Many of the issues that the dialogue touched on require a two-thirds or three-fifths majority to address and resolve, and the 2024 deadline for joining the EU underscores the urgency of beginning talks on the subject as soon as possible. However, many representatives of the For the Future of Montenegro bloc would not participate, as they believe resolving the rift within the parliamentary majority should occur before such discussions take place. Despite the important step of launching a dialogue, the abstention of key parties undermines the goal of the talks and precludes a consensus that would make such changes feasible.

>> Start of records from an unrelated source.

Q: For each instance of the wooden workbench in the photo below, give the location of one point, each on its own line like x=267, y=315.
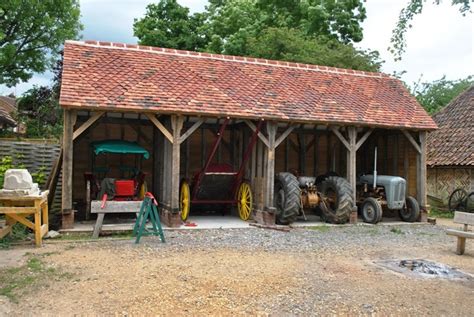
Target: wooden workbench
x=18, y=208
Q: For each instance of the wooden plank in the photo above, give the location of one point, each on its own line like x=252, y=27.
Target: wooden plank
x=421, y=170
x=412, y=140
x=284, y=135
x=270, y=163
x=260, y=135
x=67, y=170
x=463, y=218
x=140, y=134
x=21, y=219
x=160, y=126
x=364, y=138
x=176, y=127
x=352, y=164
x=115, y=207
x=191, y=130
x=340, y=137
x=87, y=124
x=17, y=210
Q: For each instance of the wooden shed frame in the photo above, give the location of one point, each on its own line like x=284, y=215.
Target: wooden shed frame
x=168, y=129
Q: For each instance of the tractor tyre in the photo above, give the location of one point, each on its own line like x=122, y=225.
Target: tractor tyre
x=337, y=200
x=411, y=211
x=371, y=210
x=287, y=198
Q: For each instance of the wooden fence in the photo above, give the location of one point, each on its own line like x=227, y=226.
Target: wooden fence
x=36, y=156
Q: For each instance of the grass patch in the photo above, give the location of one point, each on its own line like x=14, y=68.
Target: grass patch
x=397, y=230
x=322, y=228
x=373, y=231
x=15, y=282
x=19, y=233
x=436, y=213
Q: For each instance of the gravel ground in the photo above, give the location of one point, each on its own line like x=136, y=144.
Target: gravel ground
x=331, y=270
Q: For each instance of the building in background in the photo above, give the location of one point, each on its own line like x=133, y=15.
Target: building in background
x=451, y=148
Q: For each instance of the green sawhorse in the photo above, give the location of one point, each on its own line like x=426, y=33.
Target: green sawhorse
x=148, y=211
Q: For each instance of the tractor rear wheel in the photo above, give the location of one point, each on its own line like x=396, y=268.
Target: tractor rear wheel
x=337, y=200
x=287, y=198
x=371, y=210
x=411, y=211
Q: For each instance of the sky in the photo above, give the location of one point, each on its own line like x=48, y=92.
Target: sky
x=440, y=43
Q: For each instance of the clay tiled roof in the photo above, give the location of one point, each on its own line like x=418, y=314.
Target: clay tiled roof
x=453, y=142
x=7, y=107
x=118, y=76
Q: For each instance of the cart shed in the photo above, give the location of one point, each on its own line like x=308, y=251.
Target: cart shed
x=310, y=118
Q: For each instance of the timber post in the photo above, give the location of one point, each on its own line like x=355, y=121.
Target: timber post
x=68, y=146
x=421, y=171
x=270, y=165
x=176, y=126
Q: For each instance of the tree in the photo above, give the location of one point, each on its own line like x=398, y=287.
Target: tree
x=31, y=35
x=39, y=109
x=433, y=96
x=312, y=31
x=407, y=14
x=292, y=45
x=168, y=24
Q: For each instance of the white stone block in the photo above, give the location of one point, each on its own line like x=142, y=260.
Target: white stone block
x=17, y=179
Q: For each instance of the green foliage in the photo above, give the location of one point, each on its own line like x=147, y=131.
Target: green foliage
x=31, y=33
x=168, y=24
x=313, y=31
x=292, y=45
x=19, y=233
x=433, y=96
x=405, y=19
x=39, y=110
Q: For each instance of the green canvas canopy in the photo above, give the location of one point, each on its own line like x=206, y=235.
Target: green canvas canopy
x=119, y=147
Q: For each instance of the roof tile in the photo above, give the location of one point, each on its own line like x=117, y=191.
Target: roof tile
x=125, y=76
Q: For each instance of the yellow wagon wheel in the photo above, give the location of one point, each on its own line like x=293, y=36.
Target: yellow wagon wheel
x=244, y=201
x=184, y=200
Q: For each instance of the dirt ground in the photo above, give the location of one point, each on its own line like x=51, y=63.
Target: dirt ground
x=303, y=272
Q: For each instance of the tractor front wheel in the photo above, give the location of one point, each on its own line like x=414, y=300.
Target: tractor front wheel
x=287, y=198
x=411, y=211
x=244, y=201
x=371, y=210
x=185, y=200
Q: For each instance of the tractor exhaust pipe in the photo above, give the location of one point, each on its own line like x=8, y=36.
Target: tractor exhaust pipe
x=375, y=168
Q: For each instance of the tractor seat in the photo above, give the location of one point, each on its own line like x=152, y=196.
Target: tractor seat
x=222, y=169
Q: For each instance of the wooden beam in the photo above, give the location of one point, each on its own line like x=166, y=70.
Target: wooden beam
x=341, y=137
x=270, y=163
x=421, y=170
x=284, y=135
x=260, y=135
x=364, y=138
x=160, y=126
x=87, y=124
x=176, y=126
x=191, y=130
x=412, y=141
x=352, y=156
x=68, y=143
x=140, y=134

Continued internal divisions over the interpretation of the history of conflict in the region along with the potential entrenchment of figures in the cabinet and government that urge closer ties and cooperation with Serbia – which was at only 48% policy alignment with the EU in 2020 – could complicate accession even further. Even if Krivokapic’s current technocratic government is not replaced in whole or in part with Serbia-leaning politicians, the resulting political turmoil would likely also hinder Montenegro’s bid for EU membership.
In combination with recent debt woes and the EU’s reluctance to directly bail Montenegro out from under them, these existing rifts and potential political scenarios render the country’s accession to the bloc by 2024 highly unlikely.
Any views and opinions expressed in this article are those of the author and do not necessarily reflect the position of Internews.